Statistical analysis
Baseline characteristics were compared between cases and controls using the two-sample t-test for continuous variables and the chi-square test for categorical variables. The lipid and cholesterol homeostasis marker concentrations at baseline, on treatment and difference (on treatment-baseline) were compared between cases and controls using the two-sample t-test. For lipids the percentage change was analyzed, while for the cholesterol homeostasis markers the absolute change was analyzed. The distribution of triglycerides and the cholesterol homeostasis markers were positively skewed; therefore, a logarithmic transformation was used. The absolute difference in raw values of cholesterol homeostasis markers and percentage difference in triglycerides was analyzed, as these differences were normally distributed. Relationships between the percentage difference in lipids and absolute difference in cholesterol markers were assessed through the use of the Pearson correlation coefficient. Because the noncholesterol sterols are transported in plasma by lipoproteins, it is common practice to express their concentration relative to the concentration of plasma total cholesterol (μmol/mmol of cholesterol) rather than in absolute terms (μmol/L). Analysis was performed using both the corrected as well as uncorrected (absolute) data.
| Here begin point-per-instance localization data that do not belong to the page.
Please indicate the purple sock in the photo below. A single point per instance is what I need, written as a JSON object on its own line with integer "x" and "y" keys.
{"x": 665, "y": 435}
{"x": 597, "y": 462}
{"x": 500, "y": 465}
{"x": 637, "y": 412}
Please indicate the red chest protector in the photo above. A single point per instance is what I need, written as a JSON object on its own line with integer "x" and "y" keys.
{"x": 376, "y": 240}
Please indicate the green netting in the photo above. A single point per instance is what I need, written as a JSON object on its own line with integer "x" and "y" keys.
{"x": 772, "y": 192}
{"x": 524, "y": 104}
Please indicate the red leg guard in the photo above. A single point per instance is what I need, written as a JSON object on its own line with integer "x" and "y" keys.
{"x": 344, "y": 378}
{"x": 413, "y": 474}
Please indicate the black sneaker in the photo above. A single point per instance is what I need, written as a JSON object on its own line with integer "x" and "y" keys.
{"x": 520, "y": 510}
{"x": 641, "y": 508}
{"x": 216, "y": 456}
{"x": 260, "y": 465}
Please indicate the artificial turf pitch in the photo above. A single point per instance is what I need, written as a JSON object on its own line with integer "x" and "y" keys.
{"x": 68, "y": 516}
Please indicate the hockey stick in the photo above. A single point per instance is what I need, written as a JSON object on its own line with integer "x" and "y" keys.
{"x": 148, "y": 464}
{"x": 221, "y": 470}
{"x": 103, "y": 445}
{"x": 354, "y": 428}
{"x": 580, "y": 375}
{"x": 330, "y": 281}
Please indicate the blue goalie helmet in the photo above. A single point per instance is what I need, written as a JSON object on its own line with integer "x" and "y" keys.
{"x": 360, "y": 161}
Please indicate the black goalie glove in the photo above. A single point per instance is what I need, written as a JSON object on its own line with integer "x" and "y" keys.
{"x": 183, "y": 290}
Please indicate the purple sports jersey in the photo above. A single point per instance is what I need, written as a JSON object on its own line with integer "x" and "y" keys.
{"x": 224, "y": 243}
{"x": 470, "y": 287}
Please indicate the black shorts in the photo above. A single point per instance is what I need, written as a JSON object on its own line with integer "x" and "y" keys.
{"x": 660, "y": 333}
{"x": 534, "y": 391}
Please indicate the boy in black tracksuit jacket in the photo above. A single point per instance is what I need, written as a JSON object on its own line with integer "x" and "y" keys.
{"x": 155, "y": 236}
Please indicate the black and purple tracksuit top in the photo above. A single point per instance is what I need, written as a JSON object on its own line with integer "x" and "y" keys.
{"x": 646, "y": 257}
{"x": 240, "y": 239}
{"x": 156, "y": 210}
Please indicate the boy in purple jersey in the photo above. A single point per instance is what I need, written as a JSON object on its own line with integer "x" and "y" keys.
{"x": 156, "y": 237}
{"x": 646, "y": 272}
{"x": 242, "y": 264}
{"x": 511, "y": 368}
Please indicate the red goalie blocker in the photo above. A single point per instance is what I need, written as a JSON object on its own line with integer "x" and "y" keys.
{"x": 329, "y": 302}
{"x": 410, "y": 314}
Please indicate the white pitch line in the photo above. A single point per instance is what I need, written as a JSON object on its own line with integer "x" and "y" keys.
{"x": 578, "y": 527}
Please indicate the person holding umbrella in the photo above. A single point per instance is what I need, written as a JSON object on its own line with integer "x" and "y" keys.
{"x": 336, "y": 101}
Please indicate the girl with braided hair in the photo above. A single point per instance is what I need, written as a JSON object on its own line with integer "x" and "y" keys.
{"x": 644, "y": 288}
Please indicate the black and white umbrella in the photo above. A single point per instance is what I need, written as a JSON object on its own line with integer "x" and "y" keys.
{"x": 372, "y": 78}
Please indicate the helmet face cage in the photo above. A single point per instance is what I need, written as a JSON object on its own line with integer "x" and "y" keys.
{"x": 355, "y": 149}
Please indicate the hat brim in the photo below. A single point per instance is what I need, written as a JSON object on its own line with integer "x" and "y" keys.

The results of the statistical analysis were similar. In the present study, the cholesterol absorption and synthesis marker concentrations have been expressed as a ratio to cholesterol.
RESULTS
Baseline characteristics and plasma lipid and lipoprotein profile
As per the matching criteria, age, body mass index, and gender distribution were similar among cases and controls (Table 1). Likewise, the percentage of cases and controls who were smokers and who had vascular disease, hypertension, and diabetes was also similar. There were no significant differences between cases and controls, irrespective of gender, in baseline and on treatment plasma lipid and lipoprotein profiles (Fig. 1A, B). Reductions in total and LDL-cholesterol and triglyceride concentrations and increases in HDL-cholesterol concentrations with pravastatin treatment were observed in both cases and controls, but there were no statistically significant differences between groups (Fig. 1C).
TABLE 1.
Baseline characteristics
| Variables | Cases N = 223 (128 M/95 F) | Controls N = 257 (150 M/107 F) | Pb |
|---|---|---|---|
| Age (years)a | |||
| Males | 75.3 ± 3.4 | 75.3 ± 3.2 | 0.97 |
| Females | 76.2 ± 3.2 | 76.3 ± 3.4 | 0.78 |
| All | 75.7 ± 3.3 | 75.6 ± 3.3 | 0.86 |
| BMI (kg/m2)a | |||
| Males | 26.7 ± 3.8 | 26.7 ± 3.4 | 0.92 |
| Females | 27.4 ± 5.0 | 27.3 ± 4.7 | 0.85 |
| All | 27.0 ± 4.3 | 26.9 ± 4.0 | 0.92 |
| Vascular disease [n] (%) | |||
| Males | [85] (66) | [88] (59) | 0.18 |
| Females | [43] (45) | [61] (57) | 0.10 |
| All | [128] (57) | [149] (58) | 0.90 |
| Hypertension [n] (%) | |||
| Males | [67] (52) | [71] (47) | 0.40 |
| Females | [75] (79) | [76] (71) | 0.20 |
| All | [142] (64) | [147] (57) | 0.15 |
| Diabetes [n] (%) | |||
| Males | [23] (18) | [23] (15) | 0.56 |
| Females | [15] (16) | [18] (17) | 0.84 |
| All | [38] (17) | [41] (16) | 0.75 |
| Current smoker [n] (%) | |||
| Males | [39] (30) | [54] (36) | 0.33 |
| Females | [18] (19) | [16] (15) | 0.45 |
| All | [57] (26) | [70] (27) | 0.68 |
Values are mean ± SD.
P-values from two-sample t-test or chi-square test.
Fig. 1.
Plasma lipid and lipoprotein profile (mmol/L) in cases and controls at baseline (A), on treatment (B), and difference (on treatment-baseline) (C). The values for total, LDL-, and HDL- cholesterol are untransformed mean (bar is sd). The triglyceride values are geometric means (bar is SD) calculated from the log-transformed values (except for absolute difference). The absolute change values are untransformed mean (bar is SD) (absolute difference of the raw values).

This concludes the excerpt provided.